Apple keyboards are now safe for calibrated Apple LCD monitors

If you’ve carefully calibrated your monitor and you use the white Apple keyboard that came with the iMacs and Mac Pros, you may have encountered that nasty surprise when accidentally pressing the F14 and F15 keys: They change the monitor brightness.

Changing the monitor brightness is obviously a big no-no if you’re maintaining a color-managed environment, because the monitor no longer represents the conditions under which it was profiled. Even worse, you may not notice that you’ve hit the key, or you may not know how far off you changed the brightness. All you can do is re-profile the monitor. The constant risk of accidentally hitting F14 or F15 and invalidating your monitor profile is an unusual misstep for Apple, which promotes color management as a Mac platform advantage.

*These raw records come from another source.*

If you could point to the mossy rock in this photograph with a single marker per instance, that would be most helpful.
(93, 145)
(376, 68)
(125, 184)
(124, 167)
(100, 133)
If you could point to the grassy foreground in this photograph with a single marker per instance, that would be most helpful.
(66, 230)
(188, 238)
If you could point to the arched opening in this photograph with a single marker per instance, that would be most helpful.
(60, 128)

There used to be no way to disable or remap the F14 and F15 keys on the Apple keyboard, but thanks to newer hardware, it looks like this problem can now slowly fade into history. If you use the new slim aluminum Apple keyboard, you can require that the Fn key has to also be pressed to set brightness with F1 or F1. If you have the older white Apple keyboard, you can take advantage of new keyboard shortcut editing options in Apple Keyboard Software Update 1.1 or later.

Changing keyboard brightness control with the slim aluminum Apple keyboard

The slim aluminum Apple keyboard introduced in 2007 puts the brightness keys on the function row along with the Exposé, Dashboard, and media keys. Why is this good? Because now you can bury the brightness function. To do this:
1. Open System Preferences.
2. Click Keyboard & Mouse.
3. Click the Keyboard tab.
4. Click to enable the box “Use the F1-F12 keys to control software features.”
5. Close System Preferences.

After enabling the “Use the F1-F12 keys…” option, you must press the Fn key (to the right of the Delete key) to use F1-F12 to use the alternate labels on the F1-F12 keys, such as brightness and the media keys. That means if you accidentally hit F1, you won’t throw your system out of its calibrated state.

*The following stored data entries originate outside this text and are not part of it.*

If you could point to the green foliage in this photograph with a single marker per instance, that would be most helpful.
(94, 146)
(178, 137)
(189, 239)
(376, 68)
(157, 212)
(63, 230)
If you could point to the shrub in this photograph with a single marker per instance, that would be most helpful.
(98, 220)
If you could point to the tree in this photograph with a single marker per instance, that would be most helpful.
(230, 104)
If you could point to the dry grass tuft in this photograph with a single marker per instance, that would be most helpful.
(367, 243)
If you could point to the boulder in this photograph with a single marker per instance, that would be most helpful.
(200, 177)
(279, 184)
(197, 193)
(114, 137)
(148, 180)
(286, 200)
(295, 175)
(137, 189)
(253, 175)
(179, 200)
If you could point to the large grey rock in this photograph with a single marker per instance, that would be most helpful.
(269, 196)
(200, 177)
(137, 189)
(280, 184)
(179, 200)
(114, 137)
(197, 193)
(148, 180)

If you still want single-key access to Dashboard and others, just redefine their shortcuts. You can do this in the System Preferences pane for each feature (such as Dashboard & Exposé), or in the Keyboard Shortcuts tab of the Keyboard & Mouse preferences pane.

Changing or disabling keyboard brightness control with the white Apple keyboard

It turns out that Apple Keyboard Software Update 1.1 or later adds a keyboard shortcut option to disable or change keyboard brightness control for the older white Apple keyboard. To do this:

1. Open System Preferences.
2. Click Keyboard & Mouse.
3. Click the Keyboard Shortcuts tab.
4. Scroll all the way down to where it says Displays.
5. Disable the check box for “Display” Or, if you just want to change the shortcuts, click in the Shortcut column and press the new shortcut. For example, if you change Increase Display Brightness to Shift+F15, you prevent unintended brightness changes due to accidental key presses, but by adding Shift you can still control brightness with the keyboard when you really intend to.

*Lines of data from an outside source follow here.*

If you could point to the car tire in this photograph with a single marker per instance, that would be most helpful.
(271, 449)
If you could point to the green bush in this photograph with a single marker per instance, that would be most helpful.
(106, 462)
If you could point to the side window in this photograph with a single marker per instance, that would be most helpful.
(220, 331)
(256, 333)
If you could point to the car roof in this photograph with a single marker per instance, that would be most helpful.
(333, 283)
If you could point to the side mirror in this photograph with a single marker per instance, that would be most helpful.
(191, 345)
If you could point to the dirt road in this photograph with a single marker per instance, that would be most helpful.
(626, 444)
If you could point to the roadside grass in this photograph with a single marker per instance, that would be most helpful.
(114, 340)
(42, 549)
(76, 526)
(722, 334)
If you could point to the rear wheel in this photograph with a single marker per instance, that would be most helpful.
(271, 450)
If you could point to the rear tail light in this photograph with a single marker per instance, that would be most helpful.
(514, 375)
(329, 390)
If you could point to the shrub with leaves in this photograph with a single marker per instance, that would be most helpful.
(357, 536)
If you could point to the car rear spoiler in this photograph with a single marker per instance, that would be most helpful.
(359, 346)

OS X keyboard shortcuts after Keyboard Update 1.1

6. Close System Preferences.

Note: You won’t see the Display section if you’re using the slim Aluminum keyboard, only if you are using the older white Apple keyboard.

One comment

  1. The right arrow key is broken on my computer and I can not increase the display brightness. Do you know of another way around this?
    Thanks,
    Michelle

    In Mac OS X, the right arrow key isn’t normally involved with display brightness. It’s normally controlled by one of the function keys along the top of the keyboard. Or am I misunderstanding something? But even if your keys are broken, you should be able to adjust the display brightness using the mouse in the Displays tab in the Displays system preference.